Yirmi yıl boyunca dağlarda ve hapishanede çetin mücadeleler vermiş ve yiğitliğiyle ünlenmiş “Ernesto” lakaplı Heja Kevir dağda büyük bir değişim geçirerek “devrimci şiddet”i sorgulamaya başlar ve bundan sonra kafasında her şey çorap söküğü gibi çözülür. Örgütün ve örgüt liderinin hilelerini gördükçe gözü daha da açılır. Roman, bir anlamda ortadan başlamakta, sonra geriye ve ileriye doğru gelişmektedir. Geriye doğru ilerlerken Ernesto Heja Kevir’in uyanış sürecini, ileri doğru ilerlerken de onun zalimce yargılanma süreci içinde nasıl adım adım ölüme sürüklendiğini okuruz.
Sığınma hakkı
Heja Kevir, müttefik bir sol örgütün kampına sığınır ve bu örgüt tarafından, kendi rızası dışında örgütüne zorla teslim edilir. Her şey gibi bu da bir bilinç sıçramasıdır onun için. Görür ki, bu örgütler, çok eleştirdikleri burjuva devletlerinin insanlara tanıdığı ya da tanımak zorunda kaldığı hakların bile çok gerisindedirler:
‘Bunun adı ne peki? Kampınıza sığınmış birini örgüte vermek başka ne anlama gelir, uluslararası hukuki sözleşmelerde burjuva devletleri bile böyle bir karar almıyor. Yoldaşlardan Avrupa ülkelerine sığınmış birinin devlete teslim edildiğini duydunuz mu?’…

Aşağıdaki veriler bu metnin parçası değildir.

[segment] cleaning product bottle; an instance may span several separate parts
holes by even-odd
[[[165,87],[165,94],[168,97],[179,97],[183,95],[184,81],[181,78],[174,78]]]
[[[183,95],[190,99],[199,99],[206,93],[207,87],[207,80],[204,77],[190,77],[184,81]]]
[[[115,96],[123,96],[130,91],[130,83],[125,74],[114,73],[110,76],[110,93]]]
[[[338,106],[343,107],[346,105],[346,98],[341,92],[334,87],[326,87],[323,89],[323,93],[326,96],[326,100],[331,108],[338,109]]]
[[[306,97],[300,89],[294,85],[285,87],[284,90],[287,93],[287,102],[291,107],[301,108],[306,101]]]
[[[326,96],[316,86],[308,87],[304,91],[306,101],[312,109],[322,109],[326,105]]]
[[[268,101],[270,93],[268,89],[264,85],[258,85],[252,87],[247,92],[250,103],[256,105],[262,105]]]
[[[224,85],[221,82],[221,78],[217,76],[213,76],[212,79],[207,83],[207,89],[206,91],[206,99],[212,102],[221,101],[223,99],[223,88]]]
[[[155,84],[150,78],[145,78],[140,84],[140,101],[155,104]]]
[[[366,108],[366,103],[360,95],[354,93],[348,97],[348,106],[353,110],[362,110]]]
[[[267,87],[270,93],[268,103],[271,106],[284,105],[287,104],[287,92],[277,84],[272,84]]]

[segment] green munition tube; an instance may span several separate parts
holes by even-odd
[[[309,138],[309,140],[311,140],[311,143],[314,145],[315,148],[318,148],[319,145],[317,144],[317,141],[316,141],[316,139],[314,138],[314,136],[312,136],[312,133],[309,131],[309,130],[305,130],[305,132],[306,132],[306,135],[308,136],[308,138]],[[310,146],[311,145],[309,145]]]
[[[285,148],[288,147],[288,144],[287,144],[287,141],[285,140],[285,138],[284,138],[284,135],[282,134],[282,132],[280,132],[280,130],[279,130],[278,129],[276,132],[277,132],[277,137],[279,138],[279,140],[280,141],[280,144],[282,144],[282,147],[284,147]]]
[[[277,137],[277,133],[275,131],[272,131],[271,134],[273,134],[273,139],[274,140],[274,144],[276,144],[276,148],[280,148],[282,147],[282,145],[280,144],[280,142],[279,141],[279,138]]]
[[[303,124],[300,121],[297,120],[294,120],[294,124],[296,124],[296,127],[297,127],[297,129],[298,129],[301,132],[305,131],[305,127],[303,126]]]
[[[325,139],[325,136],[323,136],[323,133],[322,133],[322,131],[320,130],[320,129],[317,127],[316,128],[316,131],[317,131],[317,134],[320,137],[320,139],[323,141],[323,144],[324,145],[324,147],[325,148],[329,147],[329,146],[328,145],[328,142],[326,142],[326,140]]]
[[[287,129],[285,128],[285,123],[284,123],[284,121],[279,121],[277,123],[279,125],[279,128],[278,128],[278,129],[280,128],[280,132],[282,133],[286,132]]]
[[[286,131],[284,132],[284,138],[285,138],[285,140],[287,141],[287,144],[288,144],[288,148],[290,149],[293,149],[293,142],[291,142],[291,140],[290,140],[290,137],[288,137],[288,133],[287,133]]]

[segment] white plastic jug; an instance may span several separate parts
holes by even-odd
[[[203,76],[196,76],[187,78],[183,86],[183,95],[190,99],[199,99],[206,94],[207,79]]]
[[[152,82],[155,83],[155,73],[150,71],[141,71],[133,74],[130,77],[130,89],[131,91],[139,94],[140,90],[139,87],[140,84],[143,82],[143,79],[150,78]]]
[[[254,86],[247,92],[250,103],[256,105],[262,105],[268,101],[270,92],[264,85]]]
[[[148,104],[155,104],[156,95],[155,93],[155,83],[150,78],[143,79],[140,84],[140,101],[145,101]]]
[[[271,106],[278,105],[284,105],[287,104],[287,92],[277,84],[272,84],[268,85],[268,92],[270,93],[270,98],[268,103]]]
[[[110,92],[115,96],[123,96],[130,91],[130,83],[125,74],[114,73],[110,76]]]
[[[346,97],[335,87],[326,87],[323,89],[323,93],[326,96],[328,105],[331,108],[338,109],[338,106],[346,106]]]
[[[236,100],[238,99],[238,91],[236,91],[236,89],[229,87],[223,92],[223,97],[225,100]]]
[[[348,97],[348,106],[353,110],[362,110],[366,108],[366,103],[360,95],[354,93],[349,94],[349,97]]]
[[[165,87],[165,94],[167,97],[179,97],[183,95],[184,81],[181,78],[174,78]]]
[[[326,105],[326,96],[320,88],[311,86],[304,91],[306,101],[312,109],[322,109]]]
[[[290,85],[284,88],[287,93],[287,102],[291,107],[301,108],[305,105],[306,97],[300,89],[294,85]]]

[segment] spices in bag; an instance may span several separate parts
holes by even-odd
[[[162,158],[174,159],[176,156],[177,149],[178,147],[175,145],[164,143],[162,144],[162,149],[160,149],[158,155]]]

‘Burjuva hukukuyla devrimci hukuku nasıl bir tutarsın, sana yakışmadı bu sözler.’
‘Bir tutmuyorum, sizinkinin daha kötü olduğunu söylüyorum. Çünkü o ülkeler hukuklarına saygılarının bir gereği olarak, ülkesinde riskli durumda olan devrimcileri iade etmiyorlar. Sığınmalarına izin veriyorlar. Bunu söylüyorum.’ (s. 21)
Tepegözler örgütü
Öyle sanıyorum ki, bu ve buna benzer durumlar Aytekin Yılmaz’ın on yıllık hapislik döneminde gerçekten de karşılaştığı, yaşadığı ya da tanık olduğu veya duyduğu şeylerdir. Örneğin Labirentin Sonu’nda bir örgüt tarafından içeride infaz edilen Mehmet’in durumuyla ilgili yazdıklarını hatırlıyorum. Aytekin, infaza hazırlanan örgütün hapishane şeflerine doğrudan başvurur, böyle bir şey yapmamaları için. Sağır bir duvarla karşılaşır. Bunun üzerine diğer örgütlere gider, “müdahale edin, kurtarın bu genci” der. Aldığı cevap şudur:
‘Örgütün iç sorunları o örgütü ilgilendirir’… Peki neden böylesi bir olay karşısında suskun kalınıyor? Çünkü benzer şeyleri birçoğu da yapıyor. Yarın buna benzer bir tasfiyecilik, grupçuluk olayında benzer şeyleri kendileri yapacak. Bu yüzden tıpkı devletlerarası hukukta olduğu gibi, bir örgüt başka bir örgütün iç sorununa karışmıyor. Türk devleti insan haklarını ihlal ettiğinde Avrupalı devletler tarafından eleştirilir. Buna karşılık Türk devleti de bir açıklama yapar, ‘Bu bizim iç meselemizdir’ der ve çıkar işin içinden. Şu an buradaki örgütlerin durumu da buna benziyor.” (Labirentin Sonu, s.39)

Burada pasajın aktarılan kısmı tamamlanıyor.